Training data: KRLabsOrg/tool-output-extraction-swebench

Statistics

Count
Train samples 8,241
Dev samples 252
Test samples 557
Total 9,050
SWE-bench real data 5,936
Synthetic multi-ecosystem 2,039
Synthetic SWE-style 1,075
Tool types 30

Data sources

The dataset combines three sources:

  1. SWE-bench real data — Tool calls executed on 2,294 cloned Python repos from SWE-bench (django, scikit-learn, sympy, etc.). Real git grep, pytest, pip install, mypy output.
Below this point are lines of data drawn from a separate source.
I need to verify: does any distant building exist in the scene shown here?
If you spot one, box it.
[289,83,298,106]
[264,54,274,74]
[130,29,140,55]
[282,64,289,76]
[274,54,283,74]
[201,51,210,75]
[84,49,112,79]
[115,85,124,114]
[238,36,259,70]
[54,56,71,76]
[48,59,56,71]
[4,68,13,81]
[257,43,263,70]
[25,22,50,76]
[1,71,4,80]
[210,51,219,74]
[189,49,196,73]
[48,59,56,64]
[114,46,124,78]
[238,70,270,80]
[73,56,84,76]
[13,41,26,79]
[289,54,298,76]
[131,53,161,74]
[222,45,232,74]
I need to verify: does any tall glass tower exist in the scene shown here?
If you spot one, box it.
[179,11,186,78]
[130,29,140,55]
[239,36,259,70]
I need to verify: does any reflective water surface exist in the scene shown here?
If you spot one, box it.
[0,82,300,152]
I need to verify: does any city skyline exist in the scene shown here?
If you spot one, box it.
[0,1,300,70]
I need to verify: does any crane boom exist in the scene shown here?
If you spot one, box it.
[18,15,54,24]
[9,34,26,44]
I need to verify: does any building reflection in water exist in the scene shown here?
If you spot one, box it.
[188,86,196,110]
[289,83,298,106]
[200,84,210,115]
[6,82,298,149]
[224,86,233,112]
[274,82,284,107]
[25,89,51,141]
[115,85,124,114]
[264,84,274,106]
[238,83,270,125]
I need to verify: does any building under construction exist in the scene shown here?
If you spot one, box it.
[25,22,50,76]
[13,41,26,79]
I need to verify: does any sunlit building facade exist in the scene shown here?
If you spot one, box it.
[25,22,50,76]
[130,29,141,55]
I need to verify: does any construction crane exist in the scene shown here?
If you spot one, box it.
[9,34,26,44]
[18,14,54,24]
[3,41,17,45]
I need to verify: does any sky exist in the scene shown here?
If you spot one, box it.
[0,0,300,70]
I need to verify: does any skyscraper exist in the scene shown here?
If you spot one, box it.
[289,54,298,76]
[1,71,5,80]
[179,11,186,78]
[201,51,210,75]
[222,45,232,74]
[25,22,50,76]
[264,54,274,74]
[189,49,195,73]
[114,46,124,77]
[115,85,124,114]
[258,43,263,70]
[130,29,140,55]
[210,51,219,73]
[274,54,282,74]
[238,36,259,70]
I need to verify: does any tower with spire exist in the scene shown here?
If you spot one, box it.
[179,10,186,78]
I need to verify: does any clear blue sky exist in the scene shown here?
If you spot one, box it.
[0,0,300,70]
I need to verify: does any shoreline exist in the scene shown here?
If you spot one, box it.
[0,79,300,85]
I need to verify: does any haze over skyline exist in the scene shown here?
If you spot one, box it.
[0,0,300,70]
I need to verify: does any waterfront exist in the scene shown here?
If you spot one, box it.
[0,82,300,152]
Labeled by a teacher LLM that selects relevant line spans grounded in the original output.

  2. Synthetic multi-ecosystem — LLM-generated tool output for ecosystems beyond Python: npm, TypeScript, Rust, Go, Java, Docker, Terraform, kubectl, and more. Two-pass generation: Pass 1 generates task + output, Pass 2 picks relevant lines.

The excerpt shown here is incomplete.